Komplett übermüdet zog ich den Duft des riesigen, frisch frittierten Fischfilets in meine Nase. Fish and Chips mit Meerblick. Also fast. Es war bereits dunkel und das Meer konnte man nur aus einem tiefen, schwarzen “Nichts” rauschen und brodeln hören. Doch dies reichte mir- Ich war müde und hungrig aber glücklich. Endlich war ich angekommen.

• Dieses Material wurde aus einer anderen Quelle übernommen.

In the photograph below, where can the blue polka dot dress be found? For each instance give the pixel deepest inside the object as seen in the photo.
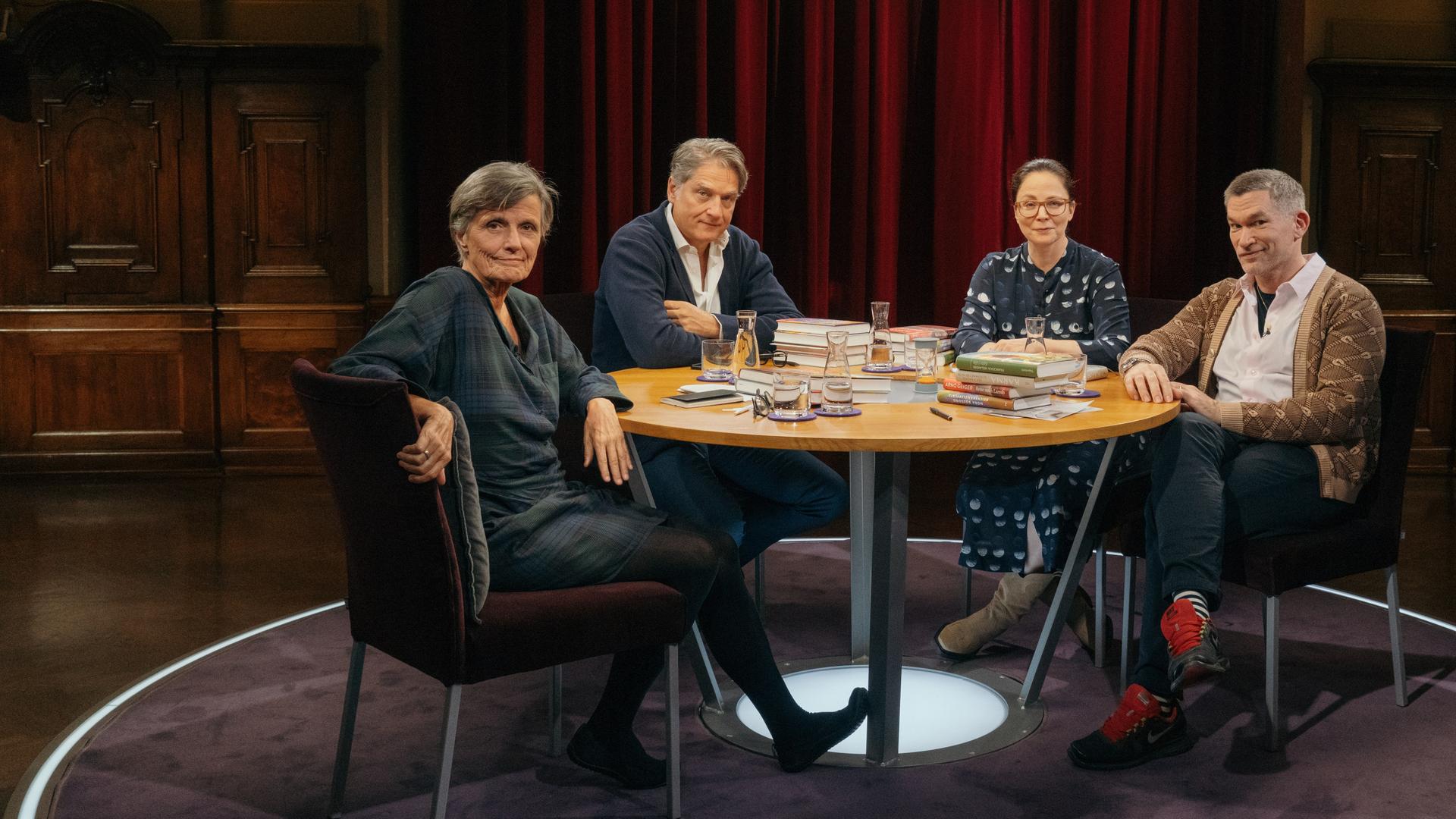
(1003, 491)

Als ich am Sonntagmorgen die Vorhänge aufzog, erwartete mich auf einem fast spiegelglatten indischen Ozean ein großartiger Sonnenaufgang. Ich öffnete die große Schiebetür und kroch zurück unter die warme Decke, um gemütlich die weite Aussicht zu genießen. Fünfzehn Grad kühle Luft strömte in mein Zimmer und ließ mich die Decke höher ziehen. Plötzlich sah ich draußen auf dem Meer viele kleine glitzernde Punkte, die sich zügig auf der Wasseroberfläche fortbewegten. Das waren doch nicht…Delfine! Abgefahren. Direkt vor meinem Fenster, in gut 600 Metern zog eine Schule von Delfinen vorbei. Ich versuchte ein Foto mit meinem Handy zu machen, aber der digitale Zoom zerstörte das Bild mehr als dass es gut wurde – Doch immerhin, man konnte etwas erahnen.
Nach ein paar Kräftigungsübungen auf der Terrasse mit Meerblick und einer kleinen Laufeinheit an der süssen Küstenstraße, trieb es mich am nächten Morgen, nach er Delfinbegegnung, in den 22 Grad warmen, aber nun wilden indischen Ozean. “Den werde ich so schnell auch nicht wieder erleben” dachte ich, während ich mich abtrocknete und barfuß wieder zu meinem Hotel zurück ging. Bei meinem anschließenden ausgedehnten Omelett-Frühstück schwammen erneut die Delfine am Horizont vorbei und bescherten mir das zweite Mal einen grandiosen Start in den Tag. Einzig die Menschen auf ihrem SUP, die unvermittelt in die Gruppe der Delphine gekommen waren, hatten wohl einen noch besseren Tagesbeginn.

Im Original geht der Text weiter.